My best advice is to talk to both him and her separately. Tell him how you’re feeling in regards to your dynamic changing, and speaking with her one on one can give her the opportunity to correct her ways before your brother has to go to her about it.
Kind of like when one sibling tattles on the other, the one being blamed becomes defensive, angry or upset with you and victimizing themselves. It would likely be the same with the fiancé, that’s why I say to see if she’s capable of change first. She may not even realize she’s offending and upsetting you.
Hey, going through changes with your big brother is never easy. It sounds like he's really focused on his fiancée now, which is normal for guys when they start settling down. But I get that it sucks feeling left out.

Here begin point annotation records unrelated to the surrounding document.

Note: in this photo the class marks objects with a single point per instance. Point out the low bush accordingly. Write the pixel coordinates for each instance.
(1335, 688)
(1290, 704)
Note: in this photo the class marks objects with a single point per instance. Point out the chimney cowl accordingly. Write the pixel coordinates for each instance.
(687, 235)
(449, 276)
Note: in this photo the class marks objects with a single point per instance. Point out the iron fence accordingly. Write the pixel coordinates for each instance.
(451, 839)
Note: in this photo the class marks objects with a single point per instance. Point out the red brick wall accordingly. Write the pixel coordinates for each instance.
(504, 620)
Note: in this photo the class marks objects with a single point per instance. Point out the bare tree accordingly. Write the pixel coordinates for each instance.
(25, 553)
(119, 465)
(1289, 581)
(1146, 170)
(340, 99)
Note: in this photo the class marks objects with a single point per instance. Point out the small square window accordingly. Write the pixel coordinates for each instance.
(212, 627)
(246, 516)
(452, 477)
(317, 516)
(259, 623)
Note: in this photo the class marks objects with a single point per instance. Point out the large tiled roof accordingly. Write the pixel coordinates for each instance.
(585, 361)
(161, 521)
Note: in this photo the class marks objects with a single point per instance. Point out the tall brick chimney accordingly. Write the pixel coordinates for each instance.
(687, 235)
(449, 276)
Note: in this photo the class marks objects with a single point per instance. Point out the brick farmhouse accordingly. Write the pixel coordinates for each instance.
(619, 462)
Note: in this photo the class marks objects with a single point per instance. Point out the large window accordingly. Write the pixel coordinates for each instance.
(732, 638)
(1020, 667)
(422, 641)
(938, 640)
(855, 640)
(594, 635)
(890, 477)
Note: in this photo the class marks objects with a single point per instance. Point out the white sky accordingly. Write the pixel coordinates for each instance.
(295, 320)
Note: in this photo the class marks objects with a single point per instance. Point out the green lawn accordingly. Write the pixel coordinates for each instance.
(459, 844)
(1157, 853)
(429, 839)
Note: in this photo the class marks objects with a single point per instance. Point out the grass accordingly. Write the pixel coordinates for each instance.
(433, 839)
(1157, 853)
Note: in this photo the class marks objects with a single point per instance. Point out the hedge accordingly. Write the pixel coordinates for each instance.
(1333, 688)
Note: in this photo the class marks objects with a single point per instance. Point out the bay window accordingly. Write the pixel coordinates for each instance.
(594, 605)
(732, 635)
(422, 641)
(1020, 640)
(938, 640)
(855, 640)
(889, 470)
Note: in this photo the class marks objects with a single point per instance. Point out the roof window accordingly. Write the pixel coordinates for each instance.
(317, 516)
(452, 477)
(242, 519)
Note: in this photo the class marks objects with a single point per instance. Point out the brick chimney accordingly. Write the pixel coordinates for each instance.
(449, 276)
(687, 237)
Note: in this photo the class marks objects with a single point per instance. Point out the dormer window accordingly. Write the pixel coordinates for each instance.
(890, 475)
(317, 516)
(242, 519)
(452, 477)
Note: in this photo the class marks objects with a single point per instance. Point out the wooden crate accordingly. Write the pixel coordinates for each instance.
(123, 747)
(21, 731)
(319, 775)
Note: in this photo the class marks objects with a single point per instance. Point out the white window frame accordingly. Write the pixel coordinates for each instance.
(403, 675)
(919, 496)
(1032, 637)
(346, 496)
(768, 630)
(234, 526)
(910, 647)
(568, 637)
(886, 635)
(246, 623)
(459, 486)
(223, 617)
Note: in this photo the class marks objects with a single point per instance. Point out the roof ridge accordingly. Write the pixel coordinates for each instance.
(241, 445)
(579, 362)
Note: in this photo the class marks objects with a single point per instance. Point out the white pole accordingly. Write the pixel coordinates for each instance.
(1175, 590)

A few thoughts - his girl definitely shouldn't be ignoring you, that's rude. But your bro is probably just trying to keep her happy since they're getting serious. Maybe try taking her out for lunch just you two, so she gets to know you better in a more relaxed setting.
As for missing your brother time, be straight up - tell him you feel distant lately and you want to hang like before sometimes. Compromise is key - he needs couple time, but maybe set one night a week just for you guys. Also invite them both over for dinner, so it's not all about her.
This is a transition period. Keep the communication open with your bro and don't take it personally yet. Once they're married with kids, he'll probably ease up on doting so much. Just be patient and keep being a good brother - he wants you in his life too. It'll balance out!